Et si c’était le moment de les attaquer, dans cette forêt où ils avaient tant de mal à se déplacer ? Ils semblaient désorientés et passablement inquiets. Redoutant sans doute que les villageois soient cachés dans la forêt pour leur tendre une embuscade, ils avançaient pas à pas, en silence et avec d’infinies précautions. Comme ils semblaient lourds ! Mabó était certain d’en venir à bout aisément, juste avec sa hache.

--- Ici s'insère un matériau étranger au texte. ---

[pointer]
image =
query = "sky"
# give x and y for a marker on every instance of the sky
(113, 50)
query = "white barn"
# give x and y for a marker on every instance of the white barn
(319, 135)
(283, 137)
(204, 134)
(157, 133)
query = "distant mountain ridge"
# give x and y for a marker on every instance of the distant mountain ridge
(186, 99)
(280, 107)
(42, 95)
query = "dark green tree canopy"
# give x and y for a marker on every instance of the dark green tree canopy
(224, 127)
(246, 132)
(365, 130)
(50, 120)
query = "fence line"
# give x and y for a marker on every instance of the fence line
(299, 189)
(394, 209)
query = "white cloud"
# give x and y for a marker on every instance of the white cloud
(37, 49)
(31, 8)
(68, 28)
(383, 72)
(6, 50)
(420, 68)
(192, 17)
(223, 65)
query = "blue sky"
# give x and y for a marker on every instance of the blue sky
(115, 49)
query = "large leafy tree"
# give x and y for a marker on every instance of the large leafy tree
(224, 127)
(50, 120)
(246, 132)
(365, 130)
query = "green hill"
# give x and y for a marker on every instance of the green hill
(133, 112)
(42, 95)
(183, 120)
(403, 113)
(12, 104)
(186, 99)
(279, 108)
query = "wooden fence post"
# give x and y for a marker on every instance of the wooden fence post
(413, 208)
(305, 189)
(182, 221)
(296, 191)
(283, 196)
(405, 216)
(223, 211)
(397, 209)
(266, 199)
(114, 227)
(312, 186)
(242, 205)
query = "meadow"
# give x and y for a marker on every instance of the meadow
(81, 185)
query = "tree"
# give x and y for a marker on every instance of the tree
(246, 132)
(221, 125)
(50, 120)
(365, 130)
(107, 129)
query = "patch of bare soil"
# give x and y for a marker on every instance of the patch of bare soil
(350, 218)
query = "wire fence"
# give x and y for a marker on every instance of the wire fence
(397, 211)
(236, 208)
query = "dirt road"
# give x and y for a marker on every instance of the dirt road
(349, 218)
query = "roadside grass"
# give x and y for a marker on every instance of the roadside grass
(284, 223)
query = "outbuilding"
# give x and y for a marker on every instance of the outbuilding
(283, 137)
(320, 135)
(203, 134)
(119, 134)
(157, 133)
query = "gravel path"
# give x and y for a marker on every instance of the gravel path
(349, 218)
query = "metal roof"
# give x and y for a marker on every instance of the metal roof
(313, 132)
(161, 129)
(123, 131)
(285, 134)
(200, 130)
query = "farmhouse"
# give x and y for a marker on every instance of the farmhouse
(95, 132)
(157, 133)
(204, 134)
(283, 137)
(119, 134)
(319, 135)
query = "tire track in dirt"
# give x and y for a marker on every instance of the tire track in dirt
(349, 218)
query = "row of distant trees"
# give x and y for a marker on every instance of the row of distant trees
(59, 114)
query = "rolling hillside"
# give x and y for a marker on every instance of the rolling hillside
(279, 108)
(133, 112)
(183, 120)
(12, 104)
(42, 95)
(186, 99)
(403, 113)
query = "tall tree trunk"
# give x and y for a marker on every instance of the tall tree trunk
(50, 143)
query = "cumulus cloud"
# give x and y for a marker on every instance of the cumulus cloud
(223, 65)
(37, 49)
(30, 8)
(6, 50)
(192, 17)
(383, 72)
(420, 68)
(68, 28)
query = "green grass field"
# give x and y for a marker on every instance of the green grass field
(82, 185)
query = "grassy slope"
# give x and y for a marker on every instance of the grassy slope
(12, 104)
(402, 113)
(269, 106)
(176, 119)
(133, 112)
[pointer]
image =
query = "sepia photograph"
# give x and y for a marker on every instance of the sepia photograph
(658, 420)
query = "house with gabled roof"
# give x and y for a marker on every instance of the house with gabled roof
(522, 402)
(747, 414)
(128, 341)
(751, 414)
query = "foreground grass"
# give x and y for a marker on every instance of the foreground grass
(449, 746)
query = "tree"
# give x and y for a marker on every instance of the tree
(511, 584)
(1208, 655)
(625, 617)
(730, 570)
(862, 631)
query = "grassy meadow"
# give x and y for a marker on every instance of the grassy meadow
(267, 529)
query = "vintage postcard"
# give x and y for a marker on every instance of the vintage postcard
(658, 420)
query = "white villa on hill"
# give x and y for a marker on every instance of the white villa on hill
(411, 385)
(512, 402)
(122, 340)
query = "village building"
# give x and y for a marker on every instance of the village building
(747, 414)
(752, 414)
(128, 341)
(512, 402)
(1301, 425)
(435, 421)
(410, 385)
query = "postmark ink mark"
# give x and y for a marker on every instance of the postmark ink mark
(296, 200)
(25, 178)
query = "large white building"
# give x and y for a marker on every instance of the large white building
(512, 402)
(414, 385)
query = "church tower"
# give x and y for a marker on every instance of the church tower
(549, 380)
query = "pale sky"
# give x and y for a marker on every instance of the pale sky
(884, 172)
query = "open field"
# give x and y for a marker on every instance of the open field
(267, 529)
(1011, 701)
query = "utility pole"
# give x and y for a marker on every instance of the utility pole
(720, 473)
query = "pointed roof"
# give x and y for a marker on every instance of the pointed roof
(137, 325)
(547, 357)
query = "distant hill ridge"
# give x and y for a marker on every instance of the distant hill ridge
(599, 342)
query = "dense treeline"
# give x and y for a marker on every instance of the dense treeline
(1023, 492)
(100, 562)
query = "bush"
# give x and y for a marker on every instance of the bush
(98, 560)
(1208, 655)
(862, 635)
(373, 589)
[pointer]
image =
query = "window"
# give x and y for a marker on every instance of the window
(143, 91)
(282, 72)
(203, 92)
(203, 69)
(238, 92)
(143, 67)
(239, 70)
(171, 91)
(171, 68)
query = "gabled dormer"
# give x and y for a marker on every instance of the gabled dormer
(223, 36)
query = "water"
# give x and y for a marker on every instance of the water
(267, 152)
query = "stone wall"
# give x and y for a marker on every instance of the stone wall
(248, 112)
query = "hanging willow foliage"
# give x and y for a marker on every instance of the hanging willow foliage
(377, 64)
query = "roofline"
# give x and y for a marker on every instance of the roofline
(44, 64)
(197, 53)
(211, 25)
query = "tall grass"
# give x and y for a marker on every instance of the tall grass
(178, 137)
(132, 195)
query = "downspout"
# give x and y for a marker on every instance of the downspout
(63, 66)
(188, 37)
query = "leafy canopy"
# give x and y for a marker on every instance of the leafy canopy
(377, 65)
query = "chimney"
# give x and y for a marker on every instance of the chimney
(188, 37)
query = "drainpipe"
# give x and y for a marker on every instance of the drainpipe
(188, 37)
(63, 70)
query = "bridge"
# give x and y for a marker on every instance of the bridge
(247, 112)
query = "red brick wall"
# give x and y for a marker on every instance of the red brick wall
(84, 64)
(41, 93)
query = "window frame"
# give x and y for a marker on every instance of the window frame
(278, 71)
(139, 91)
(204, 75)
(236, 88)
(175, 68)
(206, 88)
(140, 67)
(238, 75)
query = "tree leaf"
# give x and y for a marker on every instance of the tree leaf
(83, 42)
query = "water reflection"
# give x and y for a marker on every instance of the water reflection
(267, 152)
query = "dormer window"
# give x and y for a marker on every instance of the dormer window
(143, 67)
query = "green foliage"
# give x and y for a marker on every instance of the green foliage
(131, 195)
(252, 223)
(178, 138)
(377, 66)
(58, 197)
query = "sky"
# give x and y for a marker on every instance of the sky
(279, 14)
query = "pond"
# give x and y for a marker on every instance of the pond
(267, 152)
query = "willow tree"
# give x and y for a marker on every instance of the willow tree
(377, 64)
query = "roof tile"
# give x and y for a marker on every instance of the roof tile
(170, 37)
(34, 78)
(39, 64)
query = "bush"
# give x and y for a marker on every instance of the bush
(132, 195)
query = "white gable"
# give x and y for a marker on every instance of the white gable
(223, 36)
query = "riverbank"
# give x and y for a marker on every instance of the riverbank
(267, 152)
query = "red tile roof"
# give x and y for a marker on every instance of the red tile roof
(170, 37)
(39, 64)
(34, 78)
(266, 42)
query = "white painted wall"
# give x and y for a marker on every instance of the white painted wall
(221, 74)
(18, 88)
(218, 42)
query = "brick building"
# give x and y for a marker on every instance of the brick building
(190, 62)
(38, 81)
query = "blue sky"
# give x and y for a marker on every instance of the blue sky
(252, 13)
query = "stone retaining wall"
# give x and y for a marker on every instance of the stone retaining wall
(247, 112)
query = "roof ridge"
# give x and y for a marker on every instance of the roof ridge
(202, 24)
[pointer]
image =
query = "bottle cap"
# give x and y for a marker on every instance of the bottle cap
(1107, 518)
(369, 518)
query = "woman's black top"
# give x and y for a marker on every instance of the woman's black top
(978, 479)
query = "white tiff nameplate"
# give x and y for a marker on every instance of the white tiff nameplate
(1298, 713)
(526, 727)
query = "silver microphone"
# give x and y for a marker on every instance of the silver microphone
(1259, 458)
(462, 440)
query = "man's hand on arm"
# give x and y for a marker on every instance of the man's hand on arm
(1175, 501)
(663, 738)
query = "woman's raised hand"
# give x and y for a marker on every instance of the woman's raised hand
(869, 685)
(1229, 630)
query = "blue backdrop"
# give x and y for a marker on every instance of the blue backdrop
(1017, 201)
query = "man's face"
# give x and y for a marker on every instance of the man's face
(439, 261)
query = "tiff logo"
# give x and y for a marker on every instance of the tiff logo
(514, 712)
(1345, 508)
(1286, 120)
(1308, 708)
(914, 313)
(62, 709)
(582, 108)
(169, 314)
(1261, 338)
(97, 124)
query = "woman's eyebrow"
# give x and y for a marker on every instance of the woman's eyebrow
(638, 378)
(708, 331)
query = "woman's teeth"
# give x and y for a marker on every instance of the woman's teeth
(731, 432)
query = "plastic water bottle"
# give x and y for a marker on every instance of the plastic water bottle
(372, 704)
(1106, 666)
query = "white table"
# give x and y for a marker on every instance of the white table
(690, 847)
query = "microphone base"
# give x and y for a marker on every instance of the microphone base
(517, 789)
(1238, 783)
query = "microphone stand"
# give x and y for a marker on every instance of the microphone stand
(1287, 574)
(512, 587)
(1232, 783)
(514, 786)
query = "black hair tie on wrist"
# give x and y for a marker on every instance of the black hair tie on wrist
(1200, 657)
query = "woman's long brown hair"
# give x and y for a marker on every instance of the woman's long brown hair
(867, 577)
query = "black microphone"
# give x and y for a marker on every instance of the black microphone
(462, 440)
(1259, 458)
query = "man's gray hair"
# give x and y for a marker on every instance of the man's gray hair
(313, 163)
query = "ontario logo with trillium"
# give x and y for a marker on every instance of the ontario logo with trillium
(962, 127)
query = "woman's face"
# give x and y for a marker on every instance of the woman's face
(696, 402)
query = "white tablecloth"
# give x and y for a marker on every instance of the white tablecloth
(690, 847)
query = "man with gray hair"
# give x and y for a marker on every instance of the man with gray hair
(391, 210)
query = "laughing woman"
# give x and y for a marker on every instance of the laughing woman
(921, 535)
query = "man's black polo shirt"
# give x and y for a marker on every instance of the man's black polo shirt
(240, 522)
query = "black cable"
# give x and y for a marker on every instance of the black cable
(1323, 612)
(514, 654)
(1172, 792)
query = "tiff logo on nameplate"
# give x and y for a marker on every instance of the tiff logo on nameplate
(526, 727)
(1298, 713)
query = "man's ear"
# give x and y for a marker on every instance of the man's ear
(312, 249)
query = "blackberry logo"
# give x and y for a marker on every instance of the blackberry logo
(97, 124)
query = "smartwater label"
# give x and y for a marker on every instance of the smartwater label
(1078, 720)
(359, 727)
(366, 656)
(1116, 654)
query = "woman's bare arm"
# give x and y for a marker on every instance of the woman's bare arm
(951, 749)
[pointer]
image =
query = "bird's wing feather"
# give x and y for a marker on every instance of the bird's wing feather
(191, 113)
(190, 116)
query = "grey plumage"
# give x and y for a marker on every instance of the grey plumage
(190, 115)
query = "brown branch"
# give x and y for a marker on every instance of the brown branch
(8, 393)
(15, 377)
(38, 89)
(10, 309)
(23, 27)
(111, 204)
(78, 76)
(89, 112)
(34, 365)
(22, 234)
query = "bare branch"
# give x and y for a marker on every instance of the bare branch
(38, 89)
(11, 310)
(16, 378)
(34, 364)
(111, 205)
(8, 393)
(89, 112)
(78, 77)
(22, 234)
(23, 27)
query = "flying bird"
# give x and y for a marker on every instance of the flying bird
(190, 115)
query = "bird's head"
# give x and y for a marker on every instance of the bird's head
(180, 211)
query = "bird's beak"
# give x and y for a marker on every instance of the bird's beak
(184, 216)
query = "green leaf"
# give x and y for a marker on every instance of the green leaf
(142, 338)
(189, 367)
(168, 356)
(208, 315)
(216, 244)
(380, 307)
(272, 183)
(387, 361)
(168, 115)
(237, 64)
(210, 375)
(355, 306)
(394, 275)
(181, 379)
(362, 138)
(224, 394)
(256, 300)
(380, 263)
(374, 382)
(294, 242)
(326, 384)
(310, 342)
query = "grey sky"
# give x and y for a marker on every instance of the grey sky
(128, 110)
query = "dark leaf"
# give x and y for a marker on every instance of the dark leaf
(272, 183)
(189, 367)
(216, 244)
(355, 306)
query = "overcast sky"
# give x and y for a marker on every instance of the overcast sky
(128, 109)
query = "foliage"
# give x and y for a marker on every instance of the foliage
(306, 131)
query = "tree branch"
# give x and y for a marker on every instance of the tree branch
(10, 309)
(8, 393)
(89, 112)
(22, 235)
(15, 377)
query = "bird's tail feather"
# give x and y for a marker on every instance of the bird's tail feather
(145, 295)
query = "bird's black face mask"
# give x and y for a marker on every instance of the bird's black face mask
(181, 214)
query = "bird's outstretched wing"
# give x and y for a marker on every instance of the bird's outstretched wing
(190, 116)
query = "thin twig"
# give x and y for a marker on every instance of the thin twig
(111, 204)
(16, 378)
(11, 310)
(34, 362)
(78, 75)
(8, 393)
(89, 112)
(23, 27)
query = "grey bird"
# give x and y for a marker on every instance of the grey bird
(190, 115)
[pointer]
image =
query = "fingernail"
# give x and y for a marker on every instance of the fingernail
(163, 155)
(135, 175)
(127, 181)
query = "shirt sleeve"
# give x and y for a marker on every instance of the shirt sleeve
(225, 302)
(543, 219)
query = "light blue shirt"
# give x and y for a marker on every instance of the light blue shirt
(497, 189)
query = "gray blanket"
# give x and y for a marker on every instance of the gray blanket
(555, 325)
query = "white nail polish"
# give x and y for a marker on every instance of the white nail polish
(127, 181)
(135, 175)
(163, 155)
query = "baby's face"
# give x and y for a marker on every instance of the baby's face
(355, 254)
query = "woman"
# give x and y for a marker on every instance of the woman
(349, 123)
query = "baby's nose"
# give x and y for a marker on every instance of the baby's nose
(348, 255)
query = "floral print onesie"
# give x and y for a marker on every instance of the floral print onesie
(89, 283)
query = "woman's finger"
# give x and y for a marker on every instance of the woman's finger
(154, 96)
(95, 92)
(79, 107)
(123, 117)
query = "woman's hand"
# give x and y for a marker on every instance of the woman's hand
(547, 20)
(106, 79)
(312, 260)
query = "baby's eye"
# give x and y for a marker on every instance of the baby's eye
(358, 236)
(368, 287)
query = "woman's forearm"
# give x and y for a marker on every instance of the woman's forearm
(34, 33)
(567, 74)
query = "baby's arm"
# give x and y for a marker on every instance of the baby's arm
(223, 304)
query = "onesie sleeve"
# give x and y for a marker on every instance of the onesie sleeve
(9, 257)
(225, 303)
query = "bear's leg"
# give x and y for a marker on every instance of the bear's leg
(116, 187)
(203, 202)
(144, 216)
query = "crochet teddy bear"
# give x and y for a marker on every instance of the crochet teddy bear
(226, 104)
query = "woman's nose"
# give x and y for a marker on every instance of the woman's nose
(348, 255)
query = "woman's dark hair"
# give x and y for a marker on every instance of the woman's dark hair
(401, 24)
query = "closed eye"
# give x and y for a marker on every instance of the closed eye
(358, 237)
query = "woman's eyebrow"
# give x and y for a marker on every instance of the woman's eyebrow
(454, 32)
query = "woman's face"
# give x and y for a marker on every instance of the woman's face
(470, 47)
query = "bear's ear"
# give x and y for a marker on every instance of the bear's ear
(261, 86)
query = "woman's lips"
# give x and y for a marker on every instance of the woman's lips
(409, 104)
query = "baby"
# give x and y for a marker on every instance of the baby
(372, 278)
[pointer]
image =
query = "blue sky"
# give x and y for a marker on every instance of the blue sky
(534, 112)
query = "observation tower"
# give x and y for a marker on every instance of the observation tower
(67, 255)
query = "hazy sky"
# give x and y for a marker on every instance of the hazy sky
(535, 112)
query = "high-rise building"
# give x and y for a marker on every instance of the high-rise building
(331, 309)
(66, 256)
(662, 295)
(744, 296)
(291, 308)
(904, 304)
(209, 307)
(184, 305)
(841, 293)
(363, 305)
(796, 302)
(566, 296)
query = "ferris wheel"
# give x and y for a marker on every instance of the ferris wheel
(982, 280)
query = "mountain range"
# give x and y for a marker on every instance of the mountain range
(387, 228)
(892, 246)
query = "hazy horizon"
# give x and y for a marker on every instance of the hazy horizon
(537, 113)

La surprise jouerait pour lui. La seule arme quelque peu massive des intrus était creuse, il avait vu celui qui la portait y introduire une sorte de poudre et tasser ensuite avec une baguette ; il la fracasserait d’un seul coup. Comme il s’apprêtait à leur sauter dessus, les cris des compagnons restés près des canoés se firent entendre. Les torses gris coururent aussitôt vers la rivière. Mabó leur emboîta le pas, silencieux comme une ombre et s’en voulant d’avoir trop attendu pour attaquer. Même en coupant à travers la végétation, il prit rapidement de l’avance et arriva le premier à la rive.

Sur la rivière descendait un canoé avec une douzaine de Taïnos, dont plusieurs femmes. Seuls quatre hommes ramaient, les autres tenaient leurs arcs en main, prêts à tirer une volée de flèches sur les Caraïbes qu’ils s’attendaient à rencontrer à l’embouchure. Dès qu’ils les avaient aperçus, les hommes restés sur la petite plage avaient donné l’alerte. Mabó constatait qu’eux aussi étaient armés de lances et de ce drôle de bâton difforme, que plusieurs d’entre eux tenaient à hauteur du visage, la partie la plus large appuyée sur l’épaule et pointant la partie creuse en direction du canoé.

Bien que trop éloignés de leurs cibles, les Taïnos tirèrent leurs premières flèches en guise d’avertissement. Elles s’enfoncèrent dans l’eau en sifflant. Un puissant fracas éclata alors malgré le temps clair, comme le tonnerre. Un nuage de fumée se forma au-dessus des hommes de la plage puis se dispersa. Terrorisés, les Taïnos se jetèrent à l’eau, nagèrent habilement jusqu’aux rives et disparurent dans la végétation. Ils s’enfuirent dans toutes les directions pendant que le canoé poursuivait sa course seul, entraîné par le courant.

Les trois hommes qui s’étaient aventurés dans la forêt atteignirent la rivière au même moment. Ils comprirent instantanément la situation et, sans jamais se diviser, s’enfoncèrent de nouveau dans la forêt à la poursuite des fuyards. Mabó sentit son cœur s’arrêter de battre. Ses semblables n’avaient aucune chance, ils se feraient surprendre par les trois guerriers dont ils ignoraient la présence. Il ragea de ne pas les avoir attaqués plus tôt, évitant ainsi le drame sur le point de se produire.

Les hommes de la plage remontaient à présent le long de la rive, certains avec des lances, d’autres avec de très longues mais toutes fines macanas pointues, qui reflétaient la lumière comme les torses des guerriers. Des cris déchirants résonnèrent dans la forêt : les trois hommes en embuscade avaient attrapé une femme et la ramenaient avec eux. Ainsi donc, eux aussi étaient venus prendre leurs compagnes. L’histoire se répétait inlassablement. Une immense tristesse s’empara de Mabó à la vue de la jeune fille qui se débattait farouchement, hurlant son désespoir tandis qu’ils l’emmenaient de force. Les hommes d’ailleurs n’avaient-ils donc pas de mères, pas de filles, pas de sœurs ?

 

 

Accroupi derrière un amas de joncs, il observa les hommes qui embarquaient la jeune femme sur l’un des canots. Les autres montaient la garde tout autour, scrutant en amont du fleuve, cherchant d’éventuels canoés venant à la rescousse. Aucun n’arriva. Mabó se retrouva seul, certain que ceux qui s’étaient enfuis étaient déjà loin, se demandant encore ce qu’il venait de se passer.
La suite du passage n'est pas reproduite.